Modern pharmacological
studies have shown that emodin, the main
effective component of rhubarb, has good anti-inflammatory and antioxidant
effects, but its pharmacodynamic mechanism remains unclear yet. This
study aims to elucidate the multitarget action mechanism of emodin
in ischemic stroke through network pharmacology and
in vivo
experiments. Sprague–Dawley rats were randomly divided into
control (normal saline), sham (normal saline), model (normal saline),
and emodin groups (
n
= 9 per group). Emodin was administered
at 40 mg/kg/d for 3 consecutive days. The rats were subjected to middle
cerebral artery occlusion for 2 h, followed by reperfusion for 24
h to establish the cerebral ischemia–reperfusion injury. To
search for relevant studies in databases, emodin, ischemic stroke,
and stroke were used as keywords. Subsequently, protein–protein
interaction networks and complex disease target networks were established,
and an enrichment analysis and molecular docking of core targets were
performed. Gene expression was detected through western blotting and
reverse-transcription polymerase chain reaction. Localization and
expression of proteins were detected through immunohistochemistry.
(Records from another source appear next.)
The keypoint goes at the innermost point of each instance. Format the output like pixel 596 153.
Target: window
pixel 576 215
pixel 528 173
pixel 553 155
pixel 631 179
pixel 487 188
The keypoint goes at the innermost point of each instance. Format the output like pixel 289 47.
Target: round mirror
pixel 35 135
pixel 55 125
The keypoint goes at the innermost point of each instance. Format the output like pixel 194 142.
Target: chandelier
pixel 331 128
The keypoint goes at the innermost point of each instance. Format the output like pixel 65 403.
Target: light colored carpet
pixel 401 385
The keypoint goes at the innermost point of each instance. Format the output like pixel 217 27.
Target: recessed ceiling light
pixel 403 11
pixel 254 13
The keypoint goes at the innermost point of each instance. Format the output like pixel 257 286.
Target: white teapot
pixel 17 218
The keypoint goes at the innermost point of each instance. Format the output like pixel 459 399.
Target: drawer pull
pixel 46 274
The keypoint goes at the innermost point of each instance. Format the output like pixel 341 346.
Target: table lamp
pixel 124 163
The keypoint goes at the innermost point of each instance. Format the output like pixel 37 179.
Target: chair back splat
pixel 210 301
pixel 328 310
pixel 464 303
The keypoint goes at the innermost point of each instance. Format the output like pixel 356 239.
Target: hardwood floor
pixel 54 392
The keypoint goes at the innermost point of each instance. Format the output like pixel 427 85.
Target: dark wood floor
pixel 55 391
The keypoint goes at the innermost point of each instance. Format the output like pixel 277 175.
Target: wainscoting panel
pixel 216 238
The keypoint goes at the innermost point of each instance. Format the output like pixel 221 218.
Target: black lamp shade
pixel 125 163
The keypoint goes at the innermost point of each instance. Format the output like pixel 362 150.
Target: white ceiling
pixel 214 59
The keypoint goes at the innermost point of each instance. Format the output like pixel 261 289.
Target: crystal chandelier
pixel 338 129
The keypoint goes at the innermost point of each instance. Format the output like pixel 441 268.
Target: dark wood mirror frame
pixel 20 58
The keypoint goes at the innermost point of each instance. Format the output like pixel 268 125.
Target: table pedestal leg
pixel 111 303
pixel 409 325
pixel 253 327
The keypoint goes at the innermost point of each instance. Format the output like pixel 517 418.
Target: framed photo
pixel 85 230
Furthermore, the neurological function, 2,3,5-triphenyltetrazolium
chloride staining, levels of brain tissue inflammatory factors, the
role of the blood–brain barrier (BBB), and relevant signaling
pathways were assessed
in vivo
. The molecular docking
of core targets revealed that the docking between vascular endothelial
growth factor A (VEGF-A) and emodin was the most efficient. Emodin
pretreatment decreased the neurological score from 2.875 to 1.125.
Moreover, emodin inhibited the degradation of occludin and claudin-5
caused by matrix metalloprotein kinase (MMP)-2/MMP-9, thereby protecting
the BBB. Additionally, related proteins such as hypoxia-inducible
factor-1α/VEGF-A and nuclear factor kappa B were down-regulated.
Thus, emodin may play a protective role during cerebral ischemia reperfusion
through mediation of the Hif-1α/VEGF-A signaling pathway to
inhibit the expression of inflammatory factors.